Ml-agents: Unable train even simplest model

Created on 30 Oct 2017  路  12Comments  路  Source: Unity-Technologies/ml-agents

Hi, guys.

I am trying to train a simple model, with 10 states(continuous) and 10 actions(discrete) and so far unsuccessful. States consist from unique numbers from 0 to 9 in random order. Action should be state index where number 7 is located. Debug log example (numbers are divided by 10):

Agent found 7 under index 8 in List: 0.2,0.5,0.3,0.9,0,0.6,0.4,0.8,0.7,0.1

Full source link https://pastebin.com/mXRrunKw . Hyperparams are default, AgentStep implementation below.
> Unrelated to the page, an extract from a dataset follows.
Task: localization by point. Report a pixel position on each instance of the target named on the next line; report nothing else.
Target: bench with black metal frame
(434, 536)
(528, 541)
What am i doing wrong?

public override List<float> CollectState()
    {
        List<float> state = new List<float>(currentState);
        return state;
    }

public override void AgentStep(float[] act)
    {
        int action = (int)act[0];

        string actionDesc = "";

        if (action < 0 || action > currentState.Count)
        {
            throw new UnityAgentsException("invalid action: " + action);
        }

        if (currentState[action] > 0.69 && currentState[action] < 0.71)
        {
            actionDesc = "Agent found 7 under index " + action + " in List: " + string.Join(",", currentState.ToArray());
            reward = 1;
            done = true;
        }
        else
        {
            actionDesc = " Agent did not found 7 with action " + action + " in List: " + string.Join(",", currentState.ToArray()) + ", debug: " + string.Join(",",act);
            reward = -0.1f;
        }

        Debug.Log(actionDesc);
    }
help-wanted needs-info

Most helpful comment

If anyone is interested update:

changing lookup number from 7 to 100 (states look like 0,1,2,3,4,5,6,100,8,9 instead of 0,1,2,3,4,5,6,7,8,9) made training process take about 5 minutes instead of never, meaning that relative difference between states is very important. Playing with time_horizon an num_epoch in this example showed that time_horizon does not influence anything (maybe because there is no connection between current state and previous state), but num_epoch does matter, the bigger the better but each step takes more real time to process, if num_epoch too low like 1-3 the training process might take very long time or never, but values over 5 did not show much difference in amount_steps_taking/real_time_seconds_pass . TensorBoard screenshot (indicator of successful training is episode length = 1) :
screen shot 2017-10-31 at 10 59 29 pm

TLDR:
the bigger relative difference between states the easier for network to spot the difference, if relative difference is too low, network training time might be close to infinity. It is possible that current PPO implementation is not sensitive enough and needs more tuning.

All 12 comments

When you say it is unsuccessful, do you mean it never finds the correct position or that it never become better at it ?
Even by luck it should at least find it sometime.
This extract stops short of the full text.